箕面市が新しい街の開発に力を注ぐ理由、それは「旧来の市街地に開発の余地がない」ことに起因する。
箕面の街はもともと山あいの小さな街(豊能郡箕面村)だった。箕面有馬電気軌道(現在の阪急電鉄の前身)が1910年に箕面線を開業させてから、箕面駅・牧落駅・桜井駅の3駅周辺で開発が始まり、なかでも箕面駅周辺に中心街が形成されていった。
いまの中心街は大正・昭和初期から高度成長期までの地域の成長を支えてきたが、国道171号から離れていることもあって、道路が狭い住宅街も多い。かつ、高度成長期に建設した公団住宅街や商店が多く、何かと再開発がやりづらい。少なくとも、この地域がこれからの箕面市の伸び代となるのは難しそうだ。
一方で箕面萱野駅・箕面船場阪大前駅周辺のエリアは、1948年の萱野村併合で発足した「箕面町」の一部となり、その8年後にさらに東側の豊川村を編入した際に、「箕面市」となった。もともと市域でなかったこともあり、先日まで北大阪急行の終点であった千里中央駅(豊中市)への路線バスでつながる吹田市や、大阪市とのつながりも強かったという。
周辺は未用途の土地も多く、空き物件も大阪市内よりはお手頃だ。箕面市は空いた宅地への転入を増加させるべく、「箕面市子どもプラン」(赤ちゃんの定期健診の助成、小学校低学年からの英語教育やICT教育の導入など)を掲げ、子育て世代の転入による人口の増加を維持してきた。いわば、過去20年間の伸び代であり、これからも伸び代となり得るエリアだ。
箕面市は「中心街は衰退・高齢化。新しい街は発展・子育て世代が中心」という状態が続いており、萱野・船場へのインフラ投資(鉄道延伸)は、バランスがとれた状態での人口維持・税収確保のためにも重要だ。

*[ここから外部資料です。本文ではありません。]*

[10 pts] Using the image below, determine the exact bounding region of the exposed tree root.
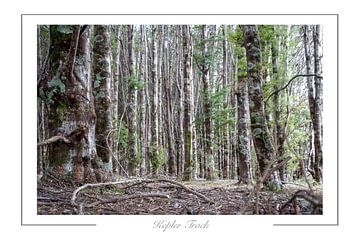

箕面市の試算では、新駅2駅ともに人口が4500人増加し、人口増や雇用増によって3227億円の経済波及効果を見込んでいるという(箕面市議会・令和5年6月22日定例会にて)。「さすがに盛りすぎ!」と言いたくなる試算ではあるが、現状での新駅周辺を見る限り、少なくとも延伸費用874億円(箕面市の拠出額+国の補助、北大阪急行の負担額などを含む)を回収できるだけのメリットはあるだろう。